# Programming for Data Science Series (Lab Session 13)
## Working with Pandas Dataframe
### Objectives
* Understand what is Numpy
* Familiarize with Python Scientific Library for numerical computation 
* How to create Numpy array
* How to access array elements
* How to transform Numpy array
* Space saving opportunity in Numpy

!pip install numpy

In [2]:
!python -m pip install --upgrade pip

Collecting pip
  Using cached https://files.pythonhosted.org/packages/54/0c/d01aa759fdc501a58f431eb594a17495f15b88da142ce14b5845662c13f3/pip-20.0.2-py2.py3-none-any.whl
Installing collected packages: pip
  Found existing installation: pip 9.0.1
    Uninstalling pip-9.0.1:
      Successfully uninstalled pip-9.0.1
Successfully installed pip-20.0.2


<b>The following code will install Numpy libray for python (if not installed previously)</b>

In [3]:
!pip install numpy



### Creating Numpy Array

In [2]:
import numpy as np
a = np.array([1,2,3,4,5,6])
print(a)

[1 2 3 4 5 6]


In [5]:
b = np.array([[ 1, 3, 5 ] , [ 2, 4, 6 ]])
print(b)

[[1 3 5]
 [2 4 6]]


### Numpy Attributes
* Check type of elements
 * e.g. a.dtype
* Check number of dimension
 * e.g. a.ndim
* Check shape of array.
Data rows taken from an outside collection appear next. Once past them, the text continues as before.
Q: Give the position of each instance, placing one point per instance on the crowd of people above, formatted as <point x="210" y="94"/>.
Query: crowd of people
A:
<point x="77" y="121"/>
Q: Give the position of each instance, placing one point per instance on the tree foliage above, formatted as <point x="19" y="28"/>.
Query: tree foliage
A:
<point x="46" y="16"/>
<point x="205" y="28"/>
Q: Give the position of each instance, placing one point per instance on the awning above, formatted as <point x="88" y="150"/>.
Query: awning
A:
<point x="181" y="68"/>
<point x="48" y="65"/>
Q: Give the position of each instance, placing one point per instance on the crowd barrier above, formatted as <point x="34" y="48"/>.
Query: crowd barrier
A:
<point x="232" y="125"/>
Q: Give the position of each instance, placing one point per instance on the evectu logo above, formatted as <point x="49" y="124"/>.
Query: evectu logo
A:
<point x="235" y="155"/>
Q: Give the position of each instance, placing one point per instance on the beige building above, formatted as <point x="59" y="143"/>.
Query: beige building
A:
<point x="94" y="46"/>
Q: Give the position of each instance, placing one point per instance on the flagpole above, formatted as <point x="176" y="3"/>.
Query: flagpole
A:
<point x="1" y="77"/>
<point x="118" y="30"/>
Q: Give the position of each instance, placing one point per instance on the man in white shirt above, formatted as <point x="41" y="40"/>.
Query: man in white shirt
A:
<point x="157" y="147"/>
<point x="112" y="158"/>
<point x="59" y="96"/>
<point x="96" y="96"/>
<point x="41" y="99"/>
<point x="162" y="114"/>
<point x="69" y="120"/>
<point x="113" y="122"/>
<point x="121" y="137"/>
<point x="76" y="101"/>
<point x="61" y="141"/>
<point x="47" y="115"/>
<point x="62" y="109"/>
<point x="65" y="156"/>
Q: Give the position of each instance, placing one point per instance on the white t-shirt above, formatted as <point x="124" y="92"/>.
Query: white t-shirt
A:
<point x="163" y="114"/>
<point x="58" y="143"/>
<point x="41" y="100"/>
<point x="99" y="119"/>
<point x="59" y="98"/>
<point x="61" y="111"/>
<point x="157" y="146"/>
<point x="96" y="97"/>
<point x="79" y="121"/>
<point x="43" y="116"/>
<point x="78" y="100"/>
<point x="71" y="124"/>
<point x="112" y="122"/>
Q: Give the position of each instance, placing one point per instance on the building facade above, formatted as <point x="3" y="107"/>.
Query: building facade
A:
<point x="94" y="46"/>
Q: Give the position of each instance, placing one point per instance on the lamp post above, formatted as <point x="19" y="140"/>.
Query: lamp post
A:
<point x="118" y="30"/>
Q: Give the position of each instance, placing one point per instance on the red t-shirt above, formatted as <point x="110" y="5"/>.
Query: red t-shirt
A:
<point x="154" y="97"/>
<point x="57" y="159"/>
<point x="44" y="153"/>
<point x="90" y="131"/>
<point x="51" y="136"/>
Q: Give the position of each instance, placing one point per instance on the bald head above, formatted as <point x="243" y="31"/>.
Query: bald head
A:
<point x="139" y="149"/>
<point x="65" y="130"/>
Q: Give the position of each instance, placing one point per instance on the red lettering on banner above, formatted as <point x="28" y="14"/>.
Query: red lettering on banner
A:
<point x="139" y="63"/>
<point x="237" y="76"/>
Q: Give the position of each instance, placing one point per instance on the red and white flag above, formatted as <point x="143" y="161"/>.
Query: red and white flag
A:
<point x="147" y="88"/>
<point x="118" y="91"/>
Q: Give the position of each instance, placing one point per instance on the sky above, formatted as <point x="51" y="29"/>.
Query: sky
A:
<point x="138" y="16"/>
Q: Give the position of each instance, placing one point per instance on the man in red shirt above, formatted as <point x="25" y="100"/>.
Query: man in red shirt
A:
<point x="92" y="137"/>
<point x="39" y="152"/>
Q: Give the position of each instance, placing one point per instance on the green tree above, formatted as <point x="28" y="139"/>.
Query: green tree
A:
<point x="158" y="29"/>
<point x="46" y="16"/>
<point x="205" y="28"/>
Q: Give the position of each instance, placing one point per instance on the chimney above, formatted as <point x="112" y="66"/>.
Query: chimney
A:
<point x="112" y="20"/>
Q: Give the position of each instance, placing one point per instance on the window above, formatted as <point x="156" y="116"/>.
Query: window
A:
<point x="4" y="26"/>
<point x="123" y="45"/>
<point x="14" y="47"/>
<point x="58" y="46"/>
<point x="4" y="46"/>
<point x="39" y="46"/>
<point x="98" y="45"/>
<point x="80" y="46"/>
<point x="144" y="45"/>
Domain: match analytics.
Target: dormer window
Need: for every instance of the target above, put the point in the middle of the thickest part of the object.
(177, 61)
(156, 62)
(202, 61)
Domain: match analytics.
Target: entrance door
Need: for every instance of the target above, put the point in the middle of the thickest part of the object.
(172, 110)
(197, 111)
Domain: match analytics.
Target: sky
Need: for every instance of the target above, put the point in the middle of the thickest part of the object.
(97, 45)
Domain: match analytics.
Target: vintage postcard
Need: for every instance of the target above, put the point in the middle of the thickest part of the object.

It returns length of array along each dimension
 * e.g. a.shape
* Get bytes per element
 * e.g. a.itemsize
* Get bytes used by data portion of the array
 * e.g. a.nbytes

In [6]:
a.dtype

dtype('int32')

In [7]:
a.ndim

1

In [8]:
a.shape

(6,)

In [9]:
b.shape

(2, 3)

In [10]:
a.itemsize

4

In [15]:
a.nbytes

24

### Indexing, Slicing
* Use square bracket to get any item by respective index
* Use multiple square brackets for multi-dimensional array
* Range selection is also possible with colon

In [16]:
x = np.array([0, 1, 2, 3, 4, 5, 6, 7, 8, 9])
x[1:7:2]

array([1, 3, 5])

In [17]:
b[0][1]

3

In [18]:
b[1][2]

6

In [19]:
b[1][3]

IndexError: index 3 is out of bounds for axis 0 with size 3

### Shape Transformation
* Use np.reshape method to transform shape of the numpy array
* Use np.swapaxes method to interchange axes of two array
* Use np.flatten to get one dimensional flatten array

In [20]:
b.reshape(3,2)

array([[1, 3],
       [5, 2],
       [4, 6]])

In [25]:
b

array([[1, 3, 5],
       [2, 4, 6]])

In [26]:
b.swapaxes(0,1)

array([[1, 2],
       [3, 4],
       [5, 6]])

In [27]:
b

array([[1, 3, 5],
       [2, 4, 6]])

In [29]:
b.swapaxes(1,0)

array([[1, 2],
       [3, 4],
       [5, 6]])

In [34]:
c = b.flatten()
c

array([1, 3, 5, 2, 4, 6])

In [38]:
np.sort(c)

array([1, 2, 3, 4, 5, 6])

### Space saving using dtype
* int32 and float64 consume more memory (compare to int8)
* If precision is not required, then use dtype to reduce space
* Smaller size also improve speed of operations
* Significant performance improved if working with Big Data

In [3]:
data = np.arange(0,1000)
print(data.dtype)
print(data.nbytes)

int32
4000


In [7]:
sdata = np.arange(0,1000, dtype='int8')
print(sdata.dtype, type(sdata[1]))
print(sdata.nbytes)

int8 <class 'numpy.int8'>
1000